Dalam menerapkan jaringan Point To Point, salah satu perangkat yang digunakan adalah Litebeam M5. Salah satu type dari penyedia perangkat jaringan Ubiquiti. Bagian-bagian Litebeam M5 adalah Antenna Feed, Center Reflector Panel, Side Reflector Panel, Metal Strap, Ball Joint Mount, Set Screws, dan Adaptor POE (25V;0,2 A). Adapun spesifikasi litebeam M5 adalah sebagai berikut:

1. Spesifikasi Processor: MIPS 74K.
2. Memory: 64MB.
3. Network Interface: 1 x 10/100 Ethernet Pelabuhan.
4. Frekuensi Operasi: Seluruh Dunia: 5150 - 5875MHz, USA: 5150-5250, 5725 - 5850MHz.
5. Antenna Gain: 23dBi.
6. Daya Maksimum Output: 25dBm.
7. Maksimum Konsumsi Daya: 4W.
8. Power Supply: 24V, 0.2A PoE Adapter.
9. Metode Power: Pasif PoE (pasangan 4, 5 +; 7, 8 Kembali).
10. Suhu Operasional: -40 sampai 158deg F (-40 sampai 70deg C).
11. Kelembaban Operasi: 5-95% tanpa pengembunan.
12. Angin Survivability: 125mph (200km / h).

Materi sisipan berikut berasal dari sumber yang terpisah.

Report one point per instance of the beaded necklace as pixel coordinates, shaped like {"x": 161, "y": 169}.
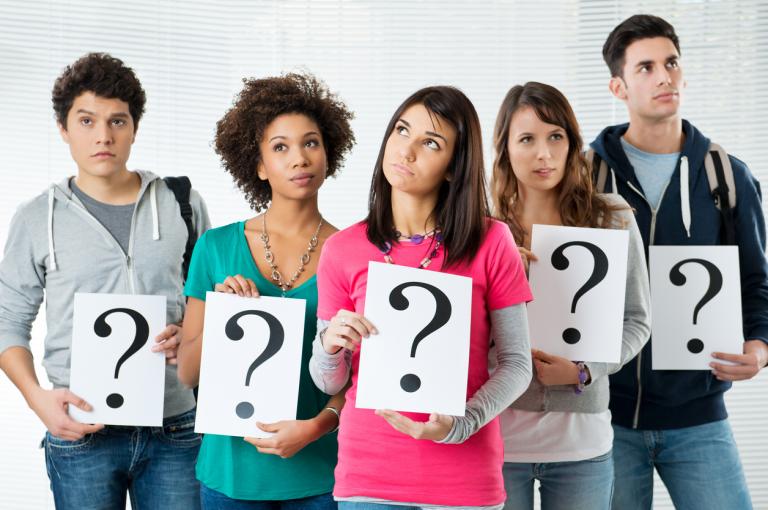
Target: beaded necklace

Gambar 4.1. 2 Radiolink Litebeam M5

B. ALAT DAN BAHAN

1. LiteBeam M5

Gambar 4.2. 1 Perlengkapan Radiolink Litebeam M5


Gambar 4.2. 2 Side Reflector Panel
2. Kabel UTP

Gambar 4.2. 3 Kabel UTP




3. Konektor RJ 45

Gambar 4.2. 4 Konektor RJ 45



4. Crimping Tool

Gambar 4.2. 5 Crimping Tool


5. LAN Tester

Gambar 4.2. 6 LAN Tester


6. Tiang Galvanis

Gambar 4.2. 7 Tiang Galvanis Type Z


7. Safety Belt

Gambar 4.2. 8 Safety Belt


8. Tower/Base Transcevier Station (BTS)

Gambar 4.2. 9 Base Transceiver Station

KESELAMATAN KERJA

Sebelum melakukan konfigurasi, pastikan semua perangkat jauh dari benda cair agar tidak terjadi konsleting listrik. Periksa juga kabel yang digunakan sehingga aman dari sengatan arus listrik yang biasanya disebabkan oleh kabel terkelupas dan sebagainya.

LANGKAH KERJA

a. Konfigurasi Radiolink Litebeam M5  Sebagai Pemancar

1. Isikan IP address pada laptop yang kita gunakan saat konfigurasi sesuai dengan alamat IP Default radio Litebeam M5. Secara default perangkat radio Litebeam M5 memiliki IP Address 192.168.1.20 sehingga IP yang harus di gunakan adalah IP yang sama (misalnya 192.168.1.2), dengan Subnet Mask 255.255.255.0, Default Gateway  192.168.1.1, Preferred DNS Server 8.8.8.8, dan Alternate DNS Server 8.8.4.4. untuk lebih jelasnya lihatlah gambar di bawah ini.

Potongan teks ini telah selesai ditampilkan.